Well, Hightower has a protest soul sister, the inventive, congenial, yet fierce “eco-outlaw” named Diane Wilson. Unlike armchair activists and witty journalists, this champion takes risks, gets bloodied and arrested, and endures jail—then turns her adventures into good-hearted, epic tales reminiscent of Mark Twain.

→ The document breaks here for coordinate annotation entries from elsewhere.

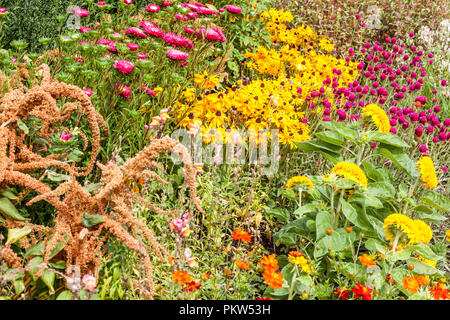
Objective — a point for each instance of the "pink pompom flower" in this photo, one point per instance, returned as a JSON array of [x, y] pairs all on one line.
[[124, 66], [80, 12], [177, 54], [233, 9]]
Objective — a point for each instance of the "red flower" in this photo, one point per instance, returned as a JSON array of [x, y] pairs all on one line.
[[362, 291]]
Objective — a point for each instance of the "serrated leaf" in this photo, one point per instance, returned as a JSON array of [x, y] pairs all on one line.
[[15, 235], [48, 277]]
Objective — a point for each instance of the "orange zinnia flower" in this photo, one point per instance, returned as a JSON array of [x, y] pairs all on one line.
[[241, 235], [367, 260], [192, 286], [273, 279], [242, 265], [269, 262], [362, 291], [182, 277], [439, 292], [412, 284]]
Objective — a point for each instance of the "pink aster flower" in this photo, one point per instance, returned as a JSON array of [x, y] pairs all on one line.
[[65, 136], [177, 40], [84, 29], [152, 8], [132, 46], [80, 12], [87, 91], [123, 90], [136, 31], [177, 54], [124, 66], [233, 9]]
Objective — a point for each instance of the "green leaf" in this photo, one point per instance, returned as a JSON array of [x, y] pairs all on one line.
[[424, 251], [400, 159], [390, 139], [22, 126], [324, 221], [48, 277], [90, 220], [331, 137], [372, 172], [335, 241], [422, 267], [282, 214], [341, 128], [15, 235], [33, 262], [437, 200], [65, 295], [383, 190], [359, 219], [8, 208]]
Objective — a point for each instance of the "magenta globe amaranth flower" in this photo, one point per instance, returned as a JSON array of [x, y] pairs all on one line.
[[81, 12], [124, 66], [177, 54], [233, 9]]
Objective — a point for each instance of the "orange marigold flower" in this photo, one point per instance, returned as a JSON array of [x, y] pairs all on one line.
[[343, 294], [206, 276], [362, 291], [241, 235], [439, 292], [182, 277], [273, 279], [410, 284], [269, 262], [192, 286], [242, 265], [367, 260]]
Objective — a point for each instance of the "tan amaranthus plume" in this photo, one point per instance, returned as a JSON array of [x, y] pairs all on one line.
[[83, 246]]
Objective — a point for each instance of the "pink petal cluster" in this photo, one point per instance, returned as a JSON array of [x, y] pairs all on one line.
[[152, 8], [80, 12], [177, 40], [65, 136], [177, 54], [124, 66], [84, 29], [213, 34], [233, 9], [123, 90], [150, 28], [136, 31], [132, 46]]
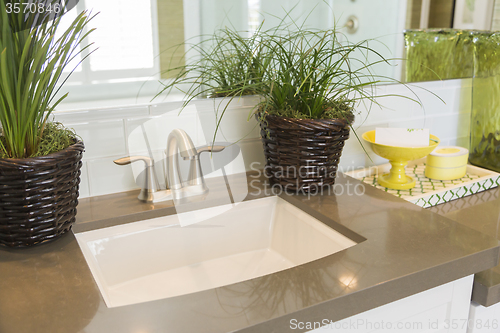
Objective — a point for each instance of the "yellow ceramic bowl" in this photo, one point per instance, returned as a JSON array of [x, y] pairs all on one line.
[[446, 163], [399, 158]]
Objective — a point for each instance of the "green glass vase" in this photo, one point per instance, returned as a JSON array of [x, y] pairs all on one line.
[[438, 54], [485, 117]]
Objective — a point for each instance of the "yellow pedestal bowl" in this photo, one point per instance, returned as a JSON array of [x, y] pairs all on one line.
[[399, 157]]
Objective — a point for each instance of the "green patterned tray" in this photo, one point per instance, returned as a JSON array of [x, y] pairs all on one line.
[[429, 192]]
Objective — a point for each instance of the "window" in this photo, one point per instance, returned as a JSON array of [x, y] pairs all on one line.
[[126, 46]]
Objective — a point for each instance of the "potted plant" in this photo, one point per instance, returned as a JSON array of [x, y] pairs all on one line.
[[310, 84], [39, 160]]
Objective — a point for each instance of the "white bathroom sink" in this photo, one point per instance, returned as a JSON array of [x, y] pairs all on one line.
[[189, 252]]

And what progressive battles need, more than ever, are inspiring protest leaders—and crowds in the street. Otherwise, we fail to learn from the insipid, conspiracy-ridden, if effective escapades of the Tea Party. One hard-won lesson I take from this hell-raising muckraker from Seadrift, Texas, is that petitions, donations, columns, and news interviews are nice but don’t often save lives, jobs, America, or Mother Earth.
Diane was featured in a terrific PBS documentary called Texas Gold, voiced by Peter Coyote, and, with Coyote, produced a hilarious satirical commercial for the film—about bottled Gulf water you get to drink once. Wilson was interviewed on Amy Goodman’s Democracy Now! and performs daring CodePink disruptions. [Wilson was, in fact, a founding member of CodePink, the outlandish, direct-action peace group.] . . . Her tactics are “unreasonable,” of course, only to cancer-inducing, worker-killing resource predators (well-shielded by official protection) whom she ambushes with inventive schemes. Eco-activism here is downright fun, mostly, like anti-war ’60’s agitation (though absent the crowds). She invites all of us to do local agitation.
Full disclosure: I became friends with Diane around 2010 when she graciously assisted my wife, Katy Pye, at the time writing an activist, environmental novel, Elizabeth’s Landing, about threats to Texas sea turtles, family, and finding one’s life mission by confronting scheming coastal developers. I’m also aligned as a long-term CodePink supporter as Diane helped kickoff this irrepressible anti-war education and protest group—in perfect sync with the hard-won triumphs at Calhoun county, Texas.